The ICSI step itself is performed by Aayush Agarwal, Ph.D., Senior Clinical Embryologist, in our in-house lab, using precision micromanipulation equipment.
How is ICSI success actually measured?
The most direct measure of ICSI is the fertilisation rate — the proportion of injected mature eggs that fertilise normally. Published data generally place ICSI fertilisation in the region of 70–80% of injected mature eggs, though this varies with egg and sperm quality and is a general statistic, not a clinic-specific claim. A high fertilisation rate is the goal of the ICSI step itself.
Fertilisation, however, is not the same as a pregnancy. The chance of a pregnancy depends on egg quality, the woman's age, embryo quality, and uterine factors — exactly as it does in standard IVF. ICSI removes the fertilisation barrier; it does not change these other variables.
During your consultation, Dr. Shweta Agarwal will discuss realistic, age-appropriate expectations for your specific situation rather than a single headline figure.
What does ICSI cost?
ICSI is generally added to the cost of a standard IVF cycle because it requires specialised micromanipulation equipment and embryologist time to inject each egg individually. The total cost varies with your protocol, medications, whether blastocyst culture or freezing is included, and the number of cycles. You receive a transparent, written cost estimate before anything begins.

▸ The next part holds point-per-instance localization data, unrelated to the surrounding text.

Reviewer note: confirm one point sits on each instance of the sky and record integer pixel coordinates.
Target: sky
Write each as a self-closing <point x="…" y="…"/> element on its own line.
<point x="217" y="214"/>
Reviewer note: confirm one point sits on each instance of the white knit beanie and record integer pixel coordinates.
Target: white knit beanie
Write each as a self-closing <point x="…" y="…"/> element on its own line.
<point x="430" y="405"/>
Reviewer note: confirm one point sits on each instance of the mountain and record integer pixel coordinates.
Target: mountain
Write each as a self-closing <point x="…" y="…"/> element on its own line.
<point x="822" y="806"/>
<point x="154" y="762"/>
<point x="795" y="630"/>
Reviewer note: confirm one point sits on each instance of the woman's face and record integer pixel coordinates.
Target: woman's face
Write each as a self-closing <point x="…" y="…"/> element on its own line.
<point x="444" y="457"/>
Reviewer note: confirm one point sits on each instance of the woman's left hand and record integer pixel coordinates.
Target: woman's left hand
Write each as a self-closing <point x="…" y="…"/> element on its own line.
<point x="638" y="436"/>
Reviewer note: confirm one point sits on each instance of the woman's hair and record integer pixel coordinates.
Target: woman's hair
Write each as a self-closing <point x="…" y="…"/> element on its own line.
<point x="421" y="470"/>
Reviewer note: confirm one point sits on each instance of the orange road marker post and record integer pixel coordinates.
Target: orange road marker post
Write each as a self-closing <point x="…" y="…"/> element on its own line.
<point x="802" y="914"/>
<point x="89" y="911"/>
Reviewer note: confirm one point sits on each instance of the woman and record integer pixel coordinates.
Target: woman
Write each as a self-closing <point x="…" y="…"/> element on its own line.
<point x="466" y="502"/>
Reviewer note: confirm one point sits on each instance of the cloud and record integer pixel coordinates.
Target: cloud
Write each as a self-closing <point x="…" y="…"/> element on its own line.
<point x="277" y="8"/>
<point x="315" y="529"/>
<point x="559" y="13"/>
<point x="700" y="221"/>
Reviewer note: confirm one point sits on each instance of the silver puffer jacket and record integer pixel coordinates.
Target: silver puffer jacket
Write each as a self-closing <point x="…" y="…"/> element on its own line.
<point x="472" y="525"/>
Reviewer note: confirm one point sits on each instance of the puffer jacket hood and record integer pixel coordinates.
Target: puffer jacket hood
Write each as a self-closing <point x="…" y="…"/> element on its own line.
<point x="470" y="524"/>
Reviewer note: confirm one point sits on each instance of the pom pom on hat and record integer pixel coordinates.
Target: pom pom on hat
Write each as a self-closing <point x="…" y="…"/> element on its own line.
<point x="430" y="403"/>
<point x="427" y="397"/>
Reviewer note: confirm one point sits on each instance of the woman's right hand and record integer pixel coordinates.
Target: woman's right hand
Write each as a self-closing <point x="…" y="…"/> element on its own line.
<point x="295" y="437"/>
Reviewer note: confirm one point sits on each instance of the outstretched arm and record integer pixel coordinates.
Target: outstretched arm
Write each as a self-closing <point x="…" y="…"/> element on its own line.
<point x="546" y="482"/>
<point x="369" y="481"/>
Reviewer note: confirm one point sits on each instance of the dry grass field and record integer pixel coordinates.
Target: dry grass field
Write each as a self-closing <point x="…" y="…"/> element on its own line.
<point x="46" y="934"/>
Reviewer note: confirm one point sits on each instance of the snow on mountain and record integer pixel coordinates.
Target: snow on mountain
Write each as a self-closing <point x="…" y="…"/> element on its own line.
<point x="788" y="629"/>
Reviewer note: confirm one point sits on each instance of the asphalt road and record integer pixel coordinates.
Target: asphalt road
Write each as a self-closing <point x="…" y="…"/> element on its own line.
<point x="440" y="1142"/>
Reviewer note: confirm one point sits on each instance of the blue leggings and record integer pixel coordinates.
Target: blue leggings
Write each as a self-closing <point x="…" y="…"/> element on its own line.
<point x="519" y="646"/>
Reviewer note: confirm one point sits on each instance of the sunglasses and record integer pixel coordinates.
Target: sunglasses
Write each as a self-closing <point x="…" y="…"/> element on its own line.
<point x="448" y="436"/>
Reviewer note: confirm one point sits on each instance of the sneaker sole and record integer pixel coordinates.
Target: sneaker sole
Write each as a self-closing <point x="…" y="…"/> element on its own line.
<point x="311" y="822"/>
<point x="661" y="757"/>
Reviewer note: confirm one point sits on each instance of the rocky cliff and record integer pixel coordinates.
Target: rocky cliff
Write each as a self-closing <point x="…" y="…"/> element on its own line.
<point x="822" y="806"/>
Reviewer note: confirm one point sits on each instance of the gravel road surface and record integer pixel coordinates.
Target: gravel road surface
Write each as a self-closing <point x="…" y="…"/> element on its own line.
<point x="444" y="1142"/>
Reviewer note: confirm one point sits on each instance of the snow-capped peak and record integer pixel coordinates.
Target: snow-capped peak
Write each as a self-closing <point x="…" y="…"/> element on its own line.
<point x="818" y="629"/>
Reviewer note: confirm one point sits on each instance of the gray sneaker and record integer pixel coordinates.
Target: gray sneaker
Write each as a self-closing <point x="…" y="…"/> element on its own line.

See /costs-emi for current pricing information. Final cost depends on individual clinical evaluation.
- 0% EMI options are available (3–24 months), so treatment can be paid monthly.
- See the IVF cost & 0% EMI page for a detailed breakdown of what is included, or estimate with our IVF cost & EMI calculator.
What are the risks of ICSI? (Being honest)
ICSI is a safe, well-established procedure, but a few points are discussed openly:
- Slightly higher rate of certain conditions: Some studies report a small increase in certain genetic or developmental conditions in ICSI babies compared with natural conception. Current evidence links much of this to the underlying cause of infertility (for example, severe male-factor genetics) rather than the injection itself. The large majority of ICSI babies are healthy.
- Egg damage: A small number of eggs may not survive the injection. This is expected and accounted for in planning.
- Failed fertilisation: Even with ICSI, not every injected egg fertilises, and rarely fertilisation may fail altogether.
- Shared IVF-cycle risks: Because ICSI is part of an IVF cycle, the cycle carries the usual IVF risks — ovarian hyperstimulation syndrome (OHSS), the small risks of egg retrieval, and multiple pregnancy if more than one embryo is transferred. See the IVF page for detail.
For couples with a significant sperm factor or known genetic concerns, genetic counselling and, where appropriate, preimplantation genetic testing (PGT) can be discussed before treatment.